Сейчас очередь дойдет и до меня, подумал я. Но за это время я даже имени не вспомнил… Закончив с демонстрацией, Маркус покорно протянул кинжал бледнокожему обратно и тот, привстав, забрал его, вновь начав теребить в руках.
— Снежок, как звать тебя? — спросил бледнокожий.
— Не помню. — сухо ответил я, сделав небольшую паузу в попытке вспомнить. — Моя память затуманена ударами ваших подчиненных.

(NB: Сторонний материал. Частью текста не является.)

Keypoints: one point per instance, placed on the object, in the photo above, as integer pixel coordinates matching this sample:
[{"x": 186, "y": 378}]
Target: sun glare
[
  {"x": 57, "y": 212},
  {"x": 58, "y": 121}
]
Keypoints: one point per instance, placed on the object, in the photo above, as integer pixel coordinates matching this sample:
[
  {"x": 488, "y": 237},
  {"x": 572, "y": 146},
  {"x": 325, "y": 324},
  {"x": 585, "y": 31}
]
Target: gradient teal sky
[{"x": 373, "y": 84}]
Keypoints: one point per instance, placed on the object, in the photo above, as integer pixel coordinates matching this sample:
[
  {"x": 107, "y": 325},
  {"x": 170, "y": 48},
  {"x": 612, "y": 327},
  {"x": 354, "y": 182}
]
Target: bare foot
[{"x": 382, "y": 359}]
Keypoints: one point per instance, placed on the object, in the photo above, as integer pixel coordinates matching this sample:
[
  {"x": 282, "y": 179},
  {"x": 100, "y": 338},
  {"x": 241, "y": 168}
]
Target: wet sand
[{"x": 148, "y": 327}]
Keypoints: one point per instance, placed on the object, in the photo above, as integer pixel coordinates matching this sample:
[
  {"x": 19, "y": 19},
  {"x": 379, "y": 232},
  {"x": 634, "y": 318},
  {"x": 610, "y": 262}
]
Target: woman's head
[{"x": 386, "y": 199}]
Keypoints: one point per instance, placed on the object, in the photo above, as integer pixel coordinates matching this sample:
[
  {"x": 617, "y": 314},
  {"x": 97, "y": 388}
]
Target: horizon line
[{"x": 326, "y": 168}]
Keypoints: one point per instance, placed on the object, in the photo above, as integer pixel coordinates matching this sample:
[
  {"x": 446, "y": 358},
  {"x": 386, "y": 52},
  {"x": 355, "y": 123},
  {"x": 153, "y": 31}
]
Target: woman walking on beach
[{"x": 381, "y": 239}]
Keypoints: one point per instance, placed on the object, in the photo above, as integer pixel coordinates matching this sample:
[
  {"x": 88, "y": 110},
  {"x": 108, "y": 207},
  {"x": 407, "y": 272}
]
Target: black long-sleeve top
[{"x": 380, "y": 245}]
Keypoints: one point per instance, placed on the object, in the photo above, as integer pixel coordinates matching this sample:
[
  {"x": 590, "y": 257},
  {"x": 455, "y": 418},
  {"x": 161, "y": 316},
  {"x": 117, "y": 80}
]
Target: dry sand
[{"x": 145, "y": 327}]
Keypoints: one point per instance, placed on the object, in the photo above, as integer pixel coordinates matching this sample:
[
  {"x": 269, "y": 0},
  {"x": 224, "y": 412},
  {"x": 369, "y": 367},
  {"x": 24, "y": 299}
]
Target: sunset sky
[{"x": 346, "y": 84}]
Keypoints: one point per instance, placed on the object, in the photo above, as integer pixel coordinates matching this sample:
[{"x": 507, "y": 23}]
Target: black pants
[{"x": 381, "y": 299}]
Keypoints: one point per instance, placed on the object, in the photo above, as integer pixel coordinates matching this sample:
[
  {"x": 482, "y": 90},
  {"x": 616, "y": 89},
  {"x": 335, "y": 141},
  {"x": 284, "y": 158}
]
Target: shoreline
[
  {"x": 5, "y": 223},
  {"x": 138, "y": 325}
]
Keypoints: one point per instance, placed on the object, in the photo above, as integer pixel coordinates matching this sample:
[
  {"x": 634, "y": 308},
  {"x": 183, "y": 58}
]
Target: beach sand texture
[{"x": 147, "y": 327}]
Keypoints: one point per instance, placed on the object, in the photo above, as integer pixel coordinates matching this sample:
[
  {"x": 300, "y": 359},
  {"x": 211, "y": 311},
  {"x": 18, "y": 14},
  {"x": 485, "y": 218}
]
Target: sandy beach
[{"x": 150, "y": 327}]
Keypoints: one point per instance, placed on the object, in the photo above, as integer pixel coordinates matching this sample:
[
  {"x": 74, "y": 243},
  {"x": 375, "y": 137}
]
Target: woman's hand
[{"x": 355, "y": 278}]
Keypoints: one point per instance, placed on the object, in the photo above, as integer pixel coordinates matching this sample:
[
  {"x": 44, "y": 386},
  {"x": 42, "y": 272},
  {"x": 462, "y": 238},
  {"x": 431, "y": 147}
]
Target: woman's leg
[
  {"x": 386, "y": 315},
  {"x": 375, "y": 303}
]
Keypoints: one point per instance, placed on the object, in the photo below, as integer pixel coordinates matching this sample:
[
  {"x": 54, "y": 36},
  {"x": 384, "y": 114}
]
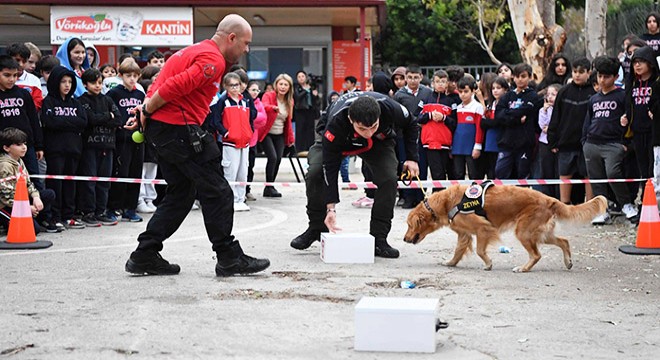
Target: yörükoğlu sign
[{"x": 159, "y": 26}]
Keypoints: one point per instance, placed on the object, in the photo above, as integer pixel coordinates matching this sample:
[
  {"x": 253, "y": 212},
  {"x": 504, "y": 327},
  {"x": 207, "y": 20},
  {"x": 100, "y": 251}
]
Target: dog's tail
[{"x": 580, "y": 213}]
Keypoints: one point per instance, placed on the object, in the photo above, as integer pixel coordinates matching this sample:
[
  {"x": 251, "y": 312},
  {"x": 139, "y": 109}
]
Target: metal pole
[{"x": 363, "y": 50}]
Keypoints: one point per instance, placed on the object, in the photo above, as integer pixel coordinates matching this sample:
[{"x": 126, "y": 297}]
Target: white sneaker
[
  {"x": 367, "y": 202},
  {"x": 359, "y": 201},
  {"x": 144, "y": 208},
  {"x": 241, "y": 207},
  {"x": 602, "y": 219},
  {"x": 629, "y": 210}
]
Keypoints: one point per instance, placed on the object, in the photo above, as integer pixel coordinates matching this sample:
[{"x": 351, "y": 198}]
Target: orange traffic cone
[
  {"x": 21, "y": 228},
  {"x": 648, "y": 232}
]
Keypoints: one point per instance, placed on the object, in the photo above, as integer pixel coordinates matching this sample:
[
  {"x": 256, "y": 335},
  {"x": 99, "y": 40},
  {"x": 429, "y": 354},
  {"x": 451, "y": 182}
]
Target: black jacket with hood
[
  {"x": 516, "y": 134},
  {"x": 638, "y": 92},
  {"x": 569, "y": 111},
  {"x": 63, "y": 119}
]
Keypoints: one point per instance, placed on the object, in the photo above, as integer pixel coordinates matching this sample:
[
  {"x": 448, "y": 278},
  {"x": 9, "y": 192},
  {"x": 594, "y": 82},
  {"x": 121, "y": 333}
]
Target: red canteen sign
[
  {"x": 83, "y": 24},
  {"x": 166, "y": 27}
]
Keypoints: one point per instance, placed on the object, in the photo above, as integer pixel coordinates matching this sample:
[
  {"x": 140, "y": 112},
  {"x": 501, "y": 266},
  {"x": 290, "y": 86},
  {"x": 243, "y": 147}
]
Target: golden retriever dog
[{"x": 530, "y": 212}]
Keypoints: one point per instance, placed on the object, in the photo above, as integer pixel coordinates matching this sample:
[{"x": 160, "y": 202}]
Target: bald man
[{"x": 176, "y": 105}]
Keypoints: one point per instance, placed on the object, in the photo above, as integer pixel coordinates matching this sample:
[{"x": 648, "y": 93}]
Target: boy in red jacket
[{"x": 231, "y": 119}]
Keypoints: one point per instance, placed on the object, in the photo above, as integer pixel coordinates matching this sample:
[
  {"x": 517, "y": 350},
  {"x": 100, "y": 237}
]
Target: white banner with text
[{"x": 140, "y": 26}]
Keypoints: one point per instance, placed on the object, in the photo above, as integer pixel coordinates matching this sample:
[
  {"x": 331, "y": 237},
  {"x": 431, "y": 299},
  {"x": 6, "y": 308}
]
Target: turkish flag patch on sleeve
[{"x": 328, "y": 135}]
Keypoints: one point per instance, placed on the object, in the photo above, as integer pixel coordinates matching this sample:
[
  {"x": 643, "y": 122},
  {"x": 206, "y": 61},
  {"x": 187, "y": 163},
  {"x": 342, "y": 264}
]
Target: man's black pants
[
  {"x": 382, "y": 160},
  {"x": 189, "y": 174}
]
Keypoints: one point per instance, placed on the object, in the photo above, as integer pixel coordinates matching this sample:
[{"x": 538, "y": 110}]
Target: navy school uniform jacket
[
  {"x": 571, "y": 105},
  {"x": 340, "y": 140},
  {"x": 63, "y": 119},
  {"x": 17, "y": 110},
  {"x": 101, "y": 126},
  {"x": 517, "y": 135},
  {"x": 602, "y": 124},
  {"x": 126, "y": 100}
]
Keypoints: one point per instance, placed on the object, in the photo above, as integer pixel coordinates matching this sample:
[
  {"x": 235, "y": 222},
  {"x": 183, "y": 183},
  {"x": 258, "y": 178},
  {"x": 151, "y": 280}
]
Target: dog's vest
[{"x": 473, "y": 200}]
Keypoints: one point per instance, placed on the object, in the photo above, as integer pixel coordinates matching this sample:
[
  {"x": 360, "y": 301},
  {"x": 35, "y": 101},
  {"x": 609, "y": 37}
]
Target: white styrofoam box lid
[
  {"x": 396, "y": 305},
  {"x": 329, "y": 236}
]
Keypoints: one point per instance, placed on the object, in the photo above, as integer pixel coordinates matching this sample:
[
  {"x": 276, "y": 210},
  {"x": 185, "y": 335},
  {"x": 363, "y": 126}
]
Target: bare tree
[
  {"x": 539, "y": 37},
  {"x": 483, "y": 21},
  {"x": 489, "y": 20},
  {"x": 595, "y": 14}
]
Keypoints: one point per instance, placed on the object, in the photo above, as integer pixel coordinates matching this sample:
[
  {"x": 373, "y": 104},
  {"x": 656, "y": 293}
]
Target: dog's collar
[{"x": 428, "y": 207}]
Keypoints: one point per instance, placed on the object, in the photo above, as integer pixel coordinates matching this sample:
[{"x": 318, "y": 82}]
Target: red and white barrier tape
[{"x": 350, "y": 185}]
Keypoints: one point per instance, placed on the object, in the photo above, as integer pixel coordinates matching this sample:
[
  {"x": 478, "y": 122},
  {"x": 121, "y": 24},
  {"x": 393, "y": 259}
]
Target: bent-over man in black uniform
[{"x": 363, "y": 124}]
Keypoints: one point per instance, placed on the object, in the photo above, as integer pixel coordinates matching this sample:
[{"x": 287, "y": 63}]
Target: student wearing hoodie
[
  {"x": 518, "y": 113},
  {"x": 129, "y": 155},
  {"x": 73, "y": 56},
  {"x": 603, "y": 138},
  {"x": 98, "y": 147},
  {"x": 17, "y": 110},
  {"x": 643, "y": 74},
  {"x": 92, "y": 55},
  {"x": 565, "y": 128},
  {"x": 64, "y": 120},
  {"x": 21, "y": 53}
]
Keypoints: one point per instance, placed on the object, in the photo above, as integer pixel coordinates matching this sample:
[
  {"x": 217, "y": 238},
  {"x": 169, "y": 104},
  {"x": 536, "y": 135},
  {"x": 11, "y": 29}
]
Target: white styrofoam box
[
  {"x": 395, "y": 324},
  {"x": 347, "y": 248}
]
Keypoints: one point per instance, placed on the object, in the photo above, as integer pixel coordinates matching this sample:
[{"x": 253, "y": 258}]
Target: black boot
[
  {"x": 150, "y": 263},
  {"x": 233, "y": 261},
  {"x": 383, "y": 249},
  {"x": 306, "y": 239},
  {"x": 270, "y": 191}
]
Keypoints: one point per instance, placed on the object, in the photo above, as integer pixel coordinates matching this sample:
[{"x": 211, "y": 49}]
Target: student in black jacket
[
  {"x": 64, "y": 120},
  {"x": 17, "y": 110},
  {"x": 565, "y": 129},
  {"x": 128, "y": 155},
  {"x": 103, "y": 118},
  {"x": 518, "y": 113},
  {"x": 603, "y": 138}
]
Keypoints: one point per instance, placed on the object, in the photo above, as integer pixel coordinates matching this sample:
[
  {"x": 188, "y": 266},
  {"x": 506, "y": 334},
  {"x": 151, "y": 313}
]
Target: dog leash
[{"x": 407, "y": 176}]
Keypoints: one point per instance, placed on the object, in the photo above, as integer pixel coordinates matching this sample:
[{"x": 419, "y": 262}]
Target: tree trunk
[
  {"x": 538, "y": 42},
  {"x": 595, "y": 12}
]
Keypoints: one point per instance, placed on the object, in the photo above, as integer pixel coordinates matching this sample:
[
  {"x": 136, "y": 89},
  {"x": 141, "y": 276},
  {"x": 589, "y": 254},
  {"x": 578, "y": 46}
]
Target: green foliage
[{"x": 440, "y": 32}]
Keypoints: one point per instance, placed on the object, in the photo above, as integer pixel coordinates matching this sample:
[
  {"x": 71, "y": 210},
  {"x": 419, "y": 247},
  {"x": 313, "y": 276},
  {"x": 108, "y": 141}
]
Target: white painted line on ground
[{"x": 278, "y": 217}]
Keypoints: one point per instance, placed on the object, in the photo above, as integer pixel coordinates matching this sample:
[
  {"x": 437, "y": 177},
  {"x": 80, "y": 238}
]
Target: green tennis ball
[{"x": 138, "y": 137}]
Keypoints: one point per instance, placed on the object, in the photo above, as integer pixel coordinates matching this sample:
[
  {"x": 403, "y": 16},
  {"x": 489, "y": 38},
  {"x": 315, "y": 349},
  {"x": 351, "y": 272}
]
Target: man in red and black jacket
[
  {"x": 176, "y": 106},
  {"x": 363, "y": 124}
]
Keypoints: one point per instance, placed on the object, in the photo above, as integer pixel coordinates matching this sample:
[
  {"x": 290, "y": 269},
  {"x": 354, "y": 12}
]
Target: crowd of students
[
  {"x": 72, "y": 122},
  {"x": 585, "y": 119}
]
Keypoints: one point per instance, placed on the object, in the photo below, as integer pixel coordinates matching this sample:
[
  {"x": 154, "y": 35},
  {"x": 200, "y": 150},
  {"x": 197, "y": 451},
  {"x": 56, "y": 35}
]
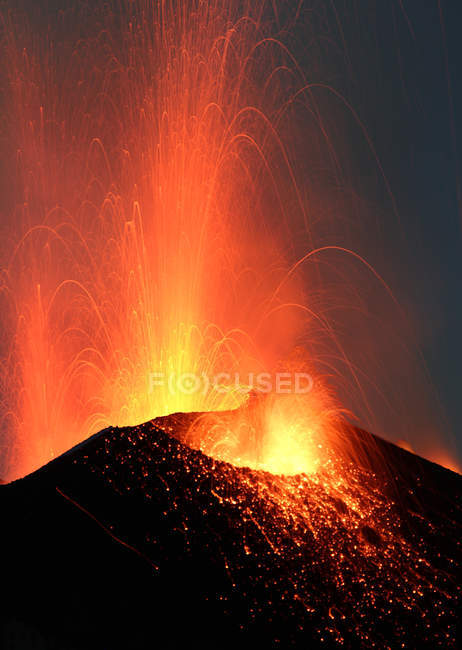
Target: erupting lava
[{"x": 163, "y": 211}]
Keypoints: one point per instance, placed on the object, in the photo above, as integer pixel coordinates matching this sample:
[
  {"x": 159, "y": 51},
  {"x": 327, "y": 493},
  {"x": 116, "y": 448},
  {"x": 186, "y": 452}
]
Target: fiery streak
[{"x": 161, "y": 216}]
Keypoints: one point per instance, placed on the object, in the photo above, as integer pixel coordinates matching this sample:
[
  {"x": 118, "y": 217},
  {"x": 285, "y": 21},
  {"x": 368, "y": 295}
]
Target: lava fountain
[{"x": 162, "y": 225}]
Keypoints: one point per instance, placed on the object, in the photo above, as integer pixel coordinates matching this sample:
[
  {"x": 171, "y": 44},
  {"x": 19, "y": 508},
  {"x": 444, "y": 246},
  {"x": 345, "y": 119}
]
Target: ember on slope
[{"x": 348, "y": 556}]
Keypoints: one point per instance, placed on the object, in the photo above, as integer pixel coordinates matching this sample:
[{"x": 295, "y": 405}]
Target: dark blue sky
[{"x": 406, "y": 84}]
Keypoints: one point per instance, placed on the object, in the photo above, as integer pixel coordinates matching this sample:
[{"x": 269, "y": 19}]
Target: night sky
[
  {"x": 408, "y": 60},
  {"x": 400, "y": 67}
]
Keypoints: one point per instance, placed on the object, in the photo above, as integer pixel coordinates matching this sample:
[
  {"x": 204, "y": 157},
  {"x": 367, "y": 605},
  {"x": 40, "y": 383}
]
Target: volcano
[{"x": 133, "y": 539}]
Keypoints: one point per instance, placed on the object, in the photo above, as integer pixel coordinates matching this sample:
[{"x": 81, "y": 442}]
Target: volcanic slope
[{"x": 133, "y": 539}]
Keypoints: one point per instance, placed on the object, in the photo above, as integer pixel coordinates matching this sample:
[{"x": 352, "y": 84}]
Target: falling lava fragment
[{"x": 133, "y": 539}]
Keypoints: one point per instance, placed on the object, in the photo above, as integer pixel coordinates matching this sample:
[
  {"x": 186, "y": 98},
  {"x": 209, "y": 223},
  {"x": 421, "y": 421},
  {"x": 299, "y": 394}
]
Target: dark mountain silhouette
[{"x": 134, "y": 540}]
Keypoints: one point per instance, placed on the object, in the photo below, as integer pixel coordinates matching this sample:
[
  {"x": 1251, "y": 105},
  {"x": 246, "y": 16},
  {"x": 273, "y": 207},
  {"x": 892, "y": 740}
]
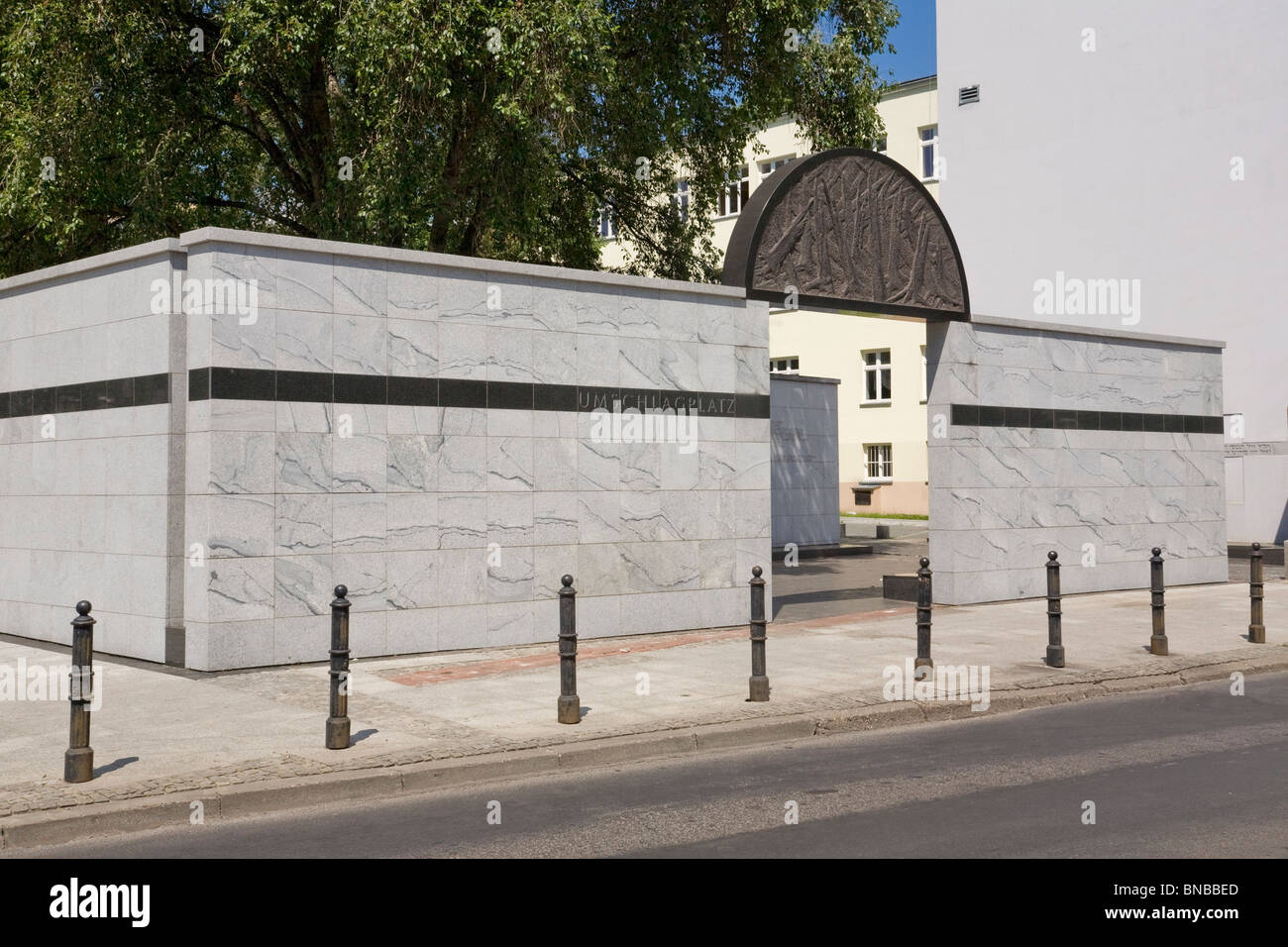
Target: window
[
  {"x": 876, "y": 376},
  {"x": 928, "y": 153},
  {"x": 880, "y": 462},
  {"x": 733, "y": 197},
  {"x": 768, "y": 167},
  {"x": 604, "y": 224},
  {"x": 681, "y": 198}
]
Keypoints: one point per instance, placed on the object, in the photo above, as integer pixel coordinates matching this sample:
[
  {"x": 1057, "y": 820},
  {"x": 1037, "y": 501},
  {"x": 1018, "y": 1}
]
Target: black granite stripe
[
  {"x": 1068, "y": 419},
  {"x": 303, "y": 385},
  {"x": 462, "y": 393},
  {"x": 140, "y": 390},
  {"x": 265, "y": 384},
  {"x": 198, "y": 384},
  {"x": 515, "y": 395},
  {"x": 360, "y": 389},
  {"x": 243, "y": 384},
  {"x": 554, "y": 397},
  {"x": 413, "y": 392}
]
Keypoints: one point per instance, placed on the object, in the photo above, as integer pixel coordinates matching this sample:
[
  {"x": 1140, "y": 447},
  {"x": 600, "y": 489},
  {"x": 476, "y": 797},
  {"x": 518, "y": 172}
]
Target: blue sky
[{"x": 913, "y": 40}]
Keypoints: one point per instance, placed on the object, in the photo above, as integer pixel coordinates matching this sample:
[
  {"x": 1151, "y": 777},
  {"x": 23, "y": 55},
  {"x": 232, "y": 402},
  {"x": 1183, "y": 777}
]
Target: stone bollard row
[
  {"x": 1256, "y": 595},
  {"x": 78, "y": 759}
]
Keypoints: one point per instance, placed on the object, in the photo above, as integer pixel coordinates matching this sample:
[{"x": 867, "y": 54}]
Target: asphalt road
[{"x": 1185, "y": 772}]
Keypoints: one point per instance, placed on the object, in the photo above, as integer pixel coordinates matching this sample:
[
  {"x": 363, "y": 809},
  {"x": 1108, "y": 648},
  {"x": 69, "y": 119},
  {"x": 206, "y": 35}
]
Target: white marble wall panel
[
  {"x": 84, "y": 495},
  {"x": 1001, "y": 497},
  {"x": 451, "y": 526},
  {"x": 455, "y": 523}
]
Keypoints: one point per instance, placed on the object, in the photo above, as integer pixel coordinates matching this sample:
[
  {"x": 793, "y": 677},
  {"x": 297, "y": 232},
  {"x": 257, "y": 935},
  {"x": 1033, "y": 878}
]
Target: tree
[{"x": 493, "y": 129}]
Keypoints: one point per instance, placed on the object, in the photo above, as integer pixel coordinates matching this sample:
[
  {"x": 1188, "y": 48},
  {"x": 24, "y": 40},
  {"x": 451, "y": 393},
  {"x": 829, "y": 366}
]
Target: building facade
[
  {"x": 1141, "y": 188},
  {"x": 880, "y": 361}
]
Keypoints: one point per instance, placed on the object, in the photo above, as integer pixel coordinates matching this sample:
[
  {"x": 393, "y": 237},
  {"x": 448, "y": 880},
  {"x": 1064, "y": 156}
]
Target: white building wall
[{"x": 1122, "y": 159}]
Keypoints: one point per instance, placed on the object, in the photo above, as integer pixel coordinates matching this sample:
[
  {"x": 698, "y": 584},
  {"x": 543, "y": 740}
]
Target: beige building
[{"x": 880, "y": 361}]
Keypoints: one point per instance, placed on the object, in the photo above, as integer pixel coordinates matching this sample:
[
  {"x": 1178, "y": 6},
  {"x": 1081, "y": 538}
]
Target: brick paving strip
[{"x": 451, "y": 751}]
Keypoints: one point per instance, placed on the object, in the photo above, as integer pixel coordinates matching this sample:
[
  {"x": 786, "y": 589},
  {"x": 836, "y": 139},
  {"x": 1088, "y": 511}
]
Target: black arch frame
[{"x": 741, "y": 253}]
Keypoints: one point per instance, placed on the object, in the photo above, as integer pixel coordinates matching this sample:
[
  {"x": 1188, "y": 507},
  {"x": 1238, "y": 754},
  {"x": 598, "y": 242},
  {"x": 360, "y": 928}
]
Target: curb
[{"x": 56, "y": 826}]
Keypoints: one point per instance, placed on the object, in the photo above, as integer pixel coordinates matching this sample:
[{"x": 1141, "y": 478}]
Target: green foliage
[{"x": 492, "y": 129}]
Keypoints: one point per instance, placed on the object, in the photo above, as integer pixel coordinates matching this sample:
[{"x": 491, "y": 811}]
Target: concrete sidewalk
[{"x": 162, "y": 732}]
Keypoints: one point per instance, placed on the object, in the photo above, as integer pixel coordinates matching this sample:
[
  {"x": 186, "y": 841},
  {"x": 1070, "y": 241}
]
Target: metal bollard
[
  {"x": 758, "y": 682},
  {"x": 1257, "y": 592},
  {"x": 1158, "y": 641},
  {"x": 1055, "y": 646},
  {"x": 338, "y": 724},
  {"x": 78, "y": 759},
  {"x": 570, "y": 703},
  {"x": 923, "y": 599}
]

Старик злостно посмотрел на Руфуса, обратив внимание на мой синяк. Тот в ответ лишь опустил глаза.
— Магия? — решил продолжить бледнокожий.
— Не помню. — ответил я, сжимая кулаки.
— Утилизация. — резко сказала девушка, слегка отбросив с лица скуку. Оголив свой меч, она встала и приблизилась ко мне. — Не помнишь?
— Нет. — буркнул я, подняв голову. Таких красивых глаз я не видел никогда. Фиолетовый оттенок хищно смотрел на меня не скрывая наслаждения.
— Печально. — с нотками радости произнесла девица. Она технично замахнулась мечом: от нее исходила жажда.
Но я быстро среагировал и нырнул под удар и оттолкнул ее ногой. От такого старик округлил глаза, а бледнокожий напрягся. Руфус схватился за свой меч. Но девушка лишь больше загорелась, одарив улыбкой. И тут я заметил ее странный прикус, не как у людей: боковые зубы были длинные и острые.
— Руфус, меч. — задорно вскрикнула она. На что стешняшка быстро понял прихоть. Достал свой меч из ножен, кинув мне в ноги. — Надеюсь мы повеселимся. — добавила девица.
Посмотрев на меч, я лишь ухмыльнулся.